貴族の中に反乱を企て、国を二つに割ろうとする者どもがいる。
奴らは、神聖なる王家の威光を愚弄し、『次なる王』などと名乗る愚か者を担ぎ上げた。
だが我が国には真なる王子が存在する。正統の血を引く我が息子カミルこそ、未来の王にふさわしい。
この度、カミルの名誉は回復され、再び王位継承権を授けられた。
アーリントン侯爵家の罪は重い。
王家を欺き、民を混乱に陥れた罪、ここに断じて赦すまじ。
本日をもって、アーリントン家に対し、宣戦を布告する!」
一部には、王の言葉を信じようとする者もいた。だが、大多数は互いに顔を見合わせ、ただ困惑し、ざわめきの中に立ち尽くしていた。
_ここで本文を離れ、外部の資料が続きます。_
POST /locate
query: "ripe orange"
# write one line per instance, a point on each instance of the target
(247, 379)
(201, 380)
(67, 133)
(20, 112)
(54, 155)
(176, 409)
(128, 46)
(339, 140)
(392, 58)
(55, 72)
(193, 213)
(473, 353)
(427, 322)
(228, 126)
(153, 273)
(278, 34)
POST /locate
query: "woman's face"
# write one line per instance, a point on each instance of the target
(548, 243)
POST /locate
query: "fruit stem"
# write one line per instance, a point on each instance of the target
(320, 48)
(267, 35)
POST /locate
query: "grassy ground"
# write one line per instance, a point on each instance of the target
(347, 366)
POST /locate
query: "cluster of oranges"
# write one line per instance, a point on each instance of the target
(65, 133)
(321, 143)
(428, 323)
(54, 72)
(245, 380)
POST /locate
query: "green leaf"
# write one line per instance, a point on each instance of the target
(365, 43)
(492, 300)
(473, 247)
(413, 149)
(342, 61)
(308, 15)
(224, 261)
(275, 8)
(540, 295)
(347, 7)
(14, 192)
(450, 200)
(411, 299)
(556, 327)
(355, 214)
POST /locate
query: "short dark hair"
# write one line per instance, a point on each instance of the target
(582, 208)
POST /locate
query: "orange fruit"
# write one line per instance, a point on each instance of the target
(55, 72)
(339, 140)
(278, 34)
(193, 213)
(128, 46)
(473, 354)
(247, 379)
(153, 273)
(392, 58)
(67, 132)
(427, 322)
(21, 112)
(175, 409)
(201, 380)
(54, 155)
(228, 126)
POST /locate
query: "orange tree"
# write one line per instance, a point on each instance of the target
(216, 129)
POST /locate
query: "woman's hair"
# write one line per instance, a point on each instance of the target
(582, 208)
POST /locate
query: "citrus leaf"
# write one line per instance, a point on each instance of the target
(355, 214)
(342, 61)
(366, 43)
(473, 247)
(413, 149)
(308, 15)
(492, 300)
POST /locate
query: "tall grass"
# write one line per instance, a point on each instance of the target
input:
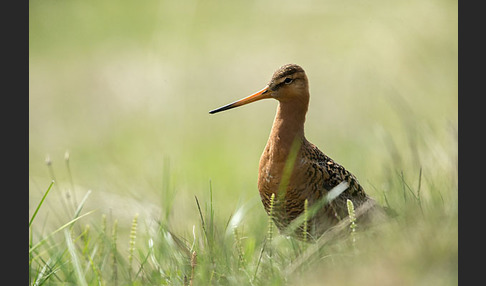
(232, 251)
(128, 96)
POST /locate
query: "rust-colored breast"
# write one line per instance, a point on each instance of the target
(313, 176)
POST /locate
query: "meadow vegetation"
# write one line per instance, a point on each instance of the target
(132, 182)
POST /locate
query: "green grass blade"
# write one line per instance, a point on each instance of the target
(75, 259)
(40, 203)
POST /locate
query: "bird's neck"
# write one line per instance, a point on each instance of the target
(287, 126)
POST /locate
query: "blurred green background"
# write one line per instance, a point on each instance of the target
(125, 88)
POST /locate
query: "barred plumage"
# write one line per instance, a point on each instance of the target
(312, 173)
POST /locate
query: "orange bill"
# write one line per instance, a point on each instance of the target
(264, 93)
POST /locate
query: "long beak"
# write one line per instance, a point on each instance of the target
(264, 93)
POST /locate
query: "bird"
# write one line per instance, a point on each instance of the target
(294, 176)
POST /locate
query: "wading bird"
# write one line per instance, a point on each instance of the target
(294, 175)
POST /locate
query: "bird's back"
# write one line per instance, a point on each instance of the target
(314, 175)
むしろ「アーリントン家が反乱を?本当に?」と疑念の囁きが飛び交う。「しかもカミル殿下は自分勝手な理由で無実のアーリントンのご令嬢を国外追放して、罰として継承権剥奪されてたって聞いたぜ?」「それなのにいまさら??」
そしてその数分後だろうか。
王都のあちこちに魔術による映像が映し出された。
そこに立つのは、まだ幼さの残るエドワール・フォン・シュタイン王子だった。
だが、その眼差しは鋭く、言葉は静かで重い。
「この国の民よ、私はエドワール・フォン・シュタイン。
王家の血を引きし者として、この言葉を捧げます。
私はまだ若く、至らぬところも多い。
だが、今の王宮に渦巻く傲慢と虚偽を、黙って見過ごすわけにはいきません。
私は見ました。
無実の者が罪を着せられ、
真にこの国を想う者たちが冷遇されていく現実を。
アーリントン侯爵家は、国を護ろうとしています。
彼らは私に、国の未来を託そうとしてくれました。
ならば私は応えます。
この命、この想いをもって、この国の歪みを正す。
必要なものは王の座ではありません。
皆が恐怖から自由になり、誇りを持って生きられる国にしたいのです。
どうか、真実を見極めてください。
この国にとっての『正しさ』を選んでください。」
映像が終わるころには、広場のあちこちで拍手が起こっていた。
幼き王子の言葉は、人々の心に静かに火を灯した。